Therefore, professional translators have more time and can use reference materials to refine their work and obtain the best results in their written translations (journalistic or academic articles, books, web pages, subtitles, etc.).
2. Detail and precision
As we saw in our article “5 tips to be a professional translator” the work of a translator will have better results and will be more valued the more invisible their passage through the text. After all, what we are always looking for is the most faithful transmission of content in a new language.
For different reasons – especially simultaneity – interpretation can never be as exact as translation. While professional interpreters always strive for perfection in their work, it is extremely challenging to be 100% true to meaning and expression with so little time to process information and immediately transmit it in another language.
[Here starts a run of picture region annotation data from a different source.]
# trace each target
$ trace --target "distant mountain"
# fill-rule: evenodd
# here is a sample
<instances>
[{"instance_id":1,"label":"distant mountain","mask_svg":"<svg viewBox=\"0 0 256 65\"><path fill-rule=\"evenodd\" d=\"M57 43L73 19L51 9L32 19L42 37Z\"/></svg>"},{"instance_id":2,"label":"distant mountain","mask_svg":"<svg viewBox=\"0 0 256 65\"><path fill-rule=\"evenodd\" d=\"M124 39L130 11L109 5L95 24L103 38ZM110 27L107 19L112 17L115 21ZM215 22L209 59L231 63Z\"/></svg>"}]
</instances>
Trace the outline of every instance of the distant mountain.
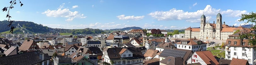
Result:
<instances>
[{"instance_id":1,"label":"distant mountain","mask_svg":"<svg viewBox=\"0 0 256 65\"><path fill-rule=\"evenodd\" d=\"M0 21L0 32L1 33L9 33L10 27L7 26L9 24L7 20ZM18 26L18 24L20 26ZM24 21L14 21L12 24L15 27L13 34L25 33L69 33L72 34L93 34L101 33L104 31L99 29L90 29L88 28L80 29L63 29L52 28L41 24L37 24L34 22ZM17 28L16 27L18 27ZM22 28L24 28L21 29Z\"/></svg>"},{"instance_id":2,"label":"distant mountain","mask_svg":"<svg viewBox=\"0 0 256 65\"><path fill-rule=\"evenodd\" d=\"M110 29L109 30L131 30L132 29L143 29L139 27L127 27L126 28L123 28L122 29Z\"/></svg>"}]
</instances>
The most valuable tools for an interpreter are experience and a good memory, two invaluable attributes for practicing this profession.
In this sense, time again tips the balance in favour of translators, who can review their work and modify it as many times as they want to achieve the most accurate version of it.
3. Directionality of communication
In general, professional translators translate texts both from another language into their mother tongue and vice versa: from their mother tongue to the language in which they specialize. However, this work is not usually done simultaneously.
On the other hand, for interpreters it is much more usual to have to translate instantly in both directions; for example, during a presentation on a certain topic between a Spanish and an English person that must be translated and reproduced instantly so that both participants of the conversation can understand each other, add information about it and respond to each other.
4, The challenges of both professions
As we have seen in the various articles on this blog, knowing how to communicate in a certain language is not enough to be able to translate a text or interpret a conversation.
The fake cognates that confuse beginners so much, the idioms of each language, the metaphors and analogies, the words with no exact equivalent in another language, and those that have more than one meaning, make the task of professional interpreters and translators more complex.
However, in the work of the interpreters another challenge is added: they must be able to transmit in a new language the tone and intention given by a speaker to their speech. This is a real challenge for those who practice the profession, since it implies fully grasping the verbal and non-vernal communication of the person in question.